The sink operator acts just like the transformer operator, except that it never generates any output ADUs (surprise!). A sink operator generally displays or stores this ADU itself or communicates this ADU to some external entity for display or storage.

Clusters

A basic path host is a single-node, with no networking capability built-in. The clustering and load-balancing functionality is built on top of the path architecture as a set of paths run by default.

The first bit of functionality that needs to be added to make a path host cluster aware is simple communication between machines in a cluster. What we see in figure 4 is a path that implements a simple listener and announcer. First, the ADUListener starts listening on some TCP port for ADUs. When it receives an ADU, it forwards it on to a named local queue. Of course, the existence of this ADUListener has to be known by the other machines in the cluster. So, every second, the Timer operator sends a signal to the ADUListener, who sends the host:port announcement to the AnnounceHost operator. The AnnounceHost operator broadcasts this message to a well-known multicast group/port.

Figure 4: Listening for messages from the cluster, and broadcasting our existence.

An AnnouncementListener operator receives these multicast announcements and forwards the list of hosts to interested operators (for example, the cluster-placer operator discussed in the Path Creation section would receive a list of these hosts).

This system will be extended to support a load-balancing by adding a "load-measurer" operator, and announcing the load on a machine along with the host:port pair.

Fault-tolerance

Here's a quick proposal for adding fault-tolerance to a path. It's not meant to be the perfect way to do fault-tolerance. Rather, it should illustrate how this sort of functionality is easily be implemented in this architecture.

The basic idea is to have "Supervisor" operators listening to status messages from operators. If these status messages fail to arrive or indicate some failure has occurred, the supervisor will have enough information to restart the failed portion of the path. Note that a Supervisor only has to know about the operators it's directly supervising and their immediate neighbors.
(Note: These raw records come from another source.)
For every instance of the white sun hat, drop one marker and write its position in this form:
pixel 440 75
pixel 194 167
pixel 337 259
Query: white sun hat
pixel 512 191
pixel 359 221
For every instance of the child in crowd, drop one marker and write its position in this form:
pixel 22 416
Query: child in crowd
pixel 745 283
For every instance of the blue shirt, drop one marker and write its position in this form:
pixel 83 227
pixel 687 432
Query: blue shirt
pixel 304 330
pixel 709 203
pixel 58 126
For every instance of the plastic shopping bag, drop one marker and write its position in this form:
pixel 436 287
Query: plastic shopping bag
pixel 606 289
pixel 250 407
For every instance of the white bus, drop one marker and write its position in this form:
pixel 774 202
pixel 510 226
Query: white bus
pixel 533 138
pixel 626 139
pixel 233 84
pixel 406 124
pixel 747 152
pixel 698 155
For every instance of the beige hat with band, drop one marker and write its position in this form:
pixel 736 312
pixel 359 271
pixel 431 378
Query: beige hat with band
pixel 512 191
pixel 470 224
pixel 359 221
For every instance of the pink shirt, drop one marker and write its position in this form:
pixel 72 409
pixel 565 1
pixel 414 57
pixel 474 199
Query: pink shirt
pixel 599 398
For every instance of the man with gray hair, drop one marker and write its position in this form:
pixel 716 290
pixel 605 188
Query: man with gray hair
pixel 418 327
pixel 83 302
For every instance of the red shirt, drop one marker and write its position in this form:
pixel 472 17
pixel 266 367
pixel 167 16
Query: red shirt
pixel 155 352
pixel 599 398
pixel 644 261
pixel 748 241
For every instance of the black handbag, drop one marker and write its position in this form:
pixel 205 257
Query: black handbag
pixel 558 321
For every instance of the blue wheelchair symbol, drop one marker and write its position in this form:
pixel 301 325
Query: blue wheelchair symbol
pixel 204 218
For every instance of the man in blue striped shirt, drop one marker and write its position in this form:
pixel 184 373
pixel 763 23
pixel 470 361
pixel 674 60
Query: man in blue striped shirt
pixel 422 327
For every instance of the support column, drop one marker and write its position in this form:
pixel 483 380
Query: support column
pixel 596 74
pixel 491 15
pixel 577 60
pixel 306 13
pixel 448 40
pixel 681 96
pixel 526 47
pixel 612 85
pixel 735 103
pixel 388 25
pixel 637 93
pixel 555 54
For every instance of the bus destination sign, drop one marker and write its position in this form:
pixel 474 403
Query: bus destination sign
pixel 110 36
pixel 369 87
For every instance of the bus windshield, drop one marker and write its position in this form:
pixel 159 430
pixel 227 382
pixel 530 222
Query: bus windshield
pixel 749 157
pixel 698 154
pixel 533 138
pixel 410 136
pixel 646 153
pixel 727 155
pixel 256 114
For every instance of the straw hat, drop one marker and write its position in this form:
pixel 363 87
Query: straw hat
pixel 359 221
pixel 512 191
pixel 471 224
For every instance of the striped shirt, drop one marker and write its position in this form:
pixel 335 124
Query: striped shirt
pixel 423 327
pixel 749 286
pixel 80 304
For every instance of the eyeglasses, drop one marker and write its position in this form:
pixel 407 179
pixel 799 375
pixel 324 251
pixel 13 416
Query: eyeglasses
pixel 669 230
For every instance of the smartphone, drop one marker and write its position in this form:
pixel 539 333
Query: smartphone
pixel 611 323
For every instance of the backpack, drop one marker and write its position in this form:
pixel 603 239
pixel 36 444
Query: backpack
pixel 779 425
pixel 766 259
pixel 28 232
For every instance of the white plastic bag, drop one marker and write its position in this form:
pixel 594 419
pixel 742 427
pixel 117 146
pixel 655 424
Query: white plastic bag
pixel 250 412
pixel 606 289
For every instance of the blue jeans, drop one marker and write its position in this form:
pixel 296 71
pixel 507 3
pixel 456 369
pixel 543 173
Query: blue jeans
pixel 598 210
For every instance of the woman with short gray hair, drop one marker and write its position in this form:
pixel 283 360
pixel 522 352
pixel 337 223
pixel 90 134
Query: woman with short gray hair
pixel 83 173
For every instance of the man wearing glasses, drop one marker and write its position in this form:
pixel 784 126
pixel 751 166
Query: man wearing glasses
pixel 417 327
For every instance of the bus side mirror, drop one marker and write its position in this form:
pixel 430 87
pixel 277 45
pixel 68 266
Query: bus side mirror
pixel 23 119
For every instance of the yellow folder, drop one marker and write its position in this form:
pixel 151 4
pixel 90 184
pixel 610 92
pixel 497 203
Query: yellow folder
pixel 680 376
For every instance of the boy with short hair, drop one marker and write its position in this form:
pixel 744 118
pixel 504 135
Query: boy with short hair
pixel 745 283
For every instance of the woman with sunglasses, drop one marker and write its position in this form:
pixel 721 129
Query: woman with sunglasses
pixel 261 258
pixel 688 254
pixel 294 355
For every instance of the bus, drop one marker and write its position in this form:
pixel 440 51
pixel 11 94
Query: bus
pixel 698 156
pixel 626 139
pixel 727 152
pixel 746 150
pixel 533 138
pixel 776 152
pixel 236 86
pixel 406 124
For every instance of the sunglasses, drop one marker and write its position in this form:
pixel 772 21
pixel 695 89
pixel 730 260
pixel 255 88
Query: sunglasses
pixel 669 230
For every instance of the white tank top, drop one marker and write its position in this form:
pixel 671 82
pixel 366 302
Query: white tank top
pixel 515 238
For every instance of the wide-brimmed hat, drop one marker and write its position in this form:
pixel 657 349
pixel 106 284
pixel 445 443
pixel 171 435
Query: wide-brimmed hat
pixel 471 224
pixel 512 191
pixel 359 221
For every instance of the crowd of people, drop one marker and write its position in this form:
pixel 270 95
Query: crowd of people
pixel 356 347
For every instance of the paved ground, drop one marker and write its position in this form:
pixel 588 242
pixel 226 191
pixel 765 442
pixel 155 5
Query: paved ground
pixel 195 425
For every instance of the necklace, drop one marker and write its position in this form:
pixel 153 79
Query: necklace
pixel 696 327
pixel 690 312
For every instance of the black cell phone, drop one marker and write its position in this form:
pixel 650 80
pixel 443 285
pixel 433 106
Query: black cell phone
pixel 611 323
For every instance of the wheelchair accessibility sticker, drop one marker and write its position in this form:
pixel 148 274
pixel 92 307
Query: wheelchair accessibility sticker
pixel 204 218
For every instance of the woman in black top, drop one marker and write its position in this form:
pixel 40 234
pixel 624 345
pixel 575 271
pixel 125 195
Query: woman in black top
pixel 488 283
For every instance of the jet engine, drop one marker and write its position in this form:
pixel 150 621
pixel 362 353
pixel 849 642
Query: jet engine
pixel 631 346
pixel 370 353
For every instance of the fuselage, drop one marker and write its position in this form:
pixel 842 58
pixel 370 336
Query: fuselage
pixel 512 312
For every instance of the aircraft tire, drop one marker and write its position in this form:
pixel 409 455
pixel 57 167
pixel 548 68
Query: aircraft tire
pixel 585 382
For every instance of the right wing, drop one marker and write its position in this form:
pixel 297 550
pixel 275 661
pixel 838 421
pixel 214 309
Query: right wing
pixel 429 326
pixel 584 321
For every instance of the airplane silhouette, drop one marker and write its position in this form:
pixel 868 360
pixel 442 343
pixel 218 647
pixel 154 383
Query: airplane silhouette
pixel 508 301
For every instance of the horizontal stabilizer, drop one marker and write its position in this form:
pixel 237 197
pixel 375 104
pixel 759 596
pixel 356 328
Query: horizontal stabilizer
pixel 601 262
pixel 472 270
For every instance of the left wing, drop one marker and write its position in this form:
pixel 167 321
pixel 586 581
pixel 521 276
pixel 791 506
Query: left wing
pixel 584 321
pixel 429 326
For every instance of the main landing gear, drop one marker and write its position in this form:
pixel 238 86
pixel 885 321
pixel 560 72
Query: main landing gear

To avoid clogging the network with a large number of status messages, the supervisor can be co-located with the operators its supervising. If the whole machine crashes, the Supervisor will need to be restarted as well. Since the supervisor is itself an operator, it can be supervised just like any other operator. For this case, we need to supervise from another machine.

Some fine details:

Supervisors can be in a peered relationship with each other. Alternatively, supervisors can be nested in a hierarchy.
Supervisors can implement checkpointing via the beaconed status messages.
Status messages are not the only possible way of detecting failures. Supervisors can also inspect the queues on the inputs/outputs of operators, as well as listening to host announcements from the cluster.
Supervisors can implement different policies for detecting and handling faults for different paths, and even for different operators within the same path. This extends further than telling supervisors to follow different policies, completely different schemes (sans supervisors?) can be used for different paths, even on the same host.

Figure 5: Extending a path for fault-tolerance. Operators send status messages to their supervisor. Supervisors send status messages to each other. If any operator fails, its supervisor will attempt to restart it.